“The Colonial Pipeline got hacked, big deal. It won’t happen to me. I’m sure my IT guy has it covered, I have Anti-Virus and other stuff." These are the lies Business managers tell themselves until it's too late.
Chuck Poole, CEO, CISSP
PalmTech Computer Solutions
You may think your business’ Cyber Security is good enough, but if you are not doing the 4 things outlined in this article, I guarantee you will get hacked just like Colonial did.
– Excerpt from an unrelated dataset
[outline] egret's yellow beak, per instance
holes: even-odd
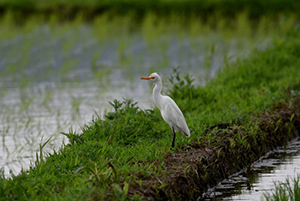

Times have changed but most businesses have not. The average business relies on a handful of old technologies and hardware that they assume will provide a reasonable level of protection from all cyber threats. These include things like Anti-Virus, firewalls, patch management, and spam filters. Because these older technologies are well understood by hackers, they are easily circumvented and offer little protection against modern threats. The other issue with these tools is that they rely on their ability to only block the threats that are already well known, rather than focusing on detecting new and unrecognizable threats. Every day new techniques and methodologies are being developed by hackers and this is bad news for businesses who don’t regularly evaluate and implement new security technologies. Add to this the fact that human error accounts for 29% of all data breaches, and you have a recipe for disaster. Even your smartest employees can be duped into clicking on a link or facilitating an entry point for hackers to access your network, becoming yet another statistic in a rapidly growing multi-billion-dollar cybercrime industry.
If you are utilizing legacy technologies, even those developed within the last 3 years, it is not a matter of IF you will be hacked, it is a matter of WHEN.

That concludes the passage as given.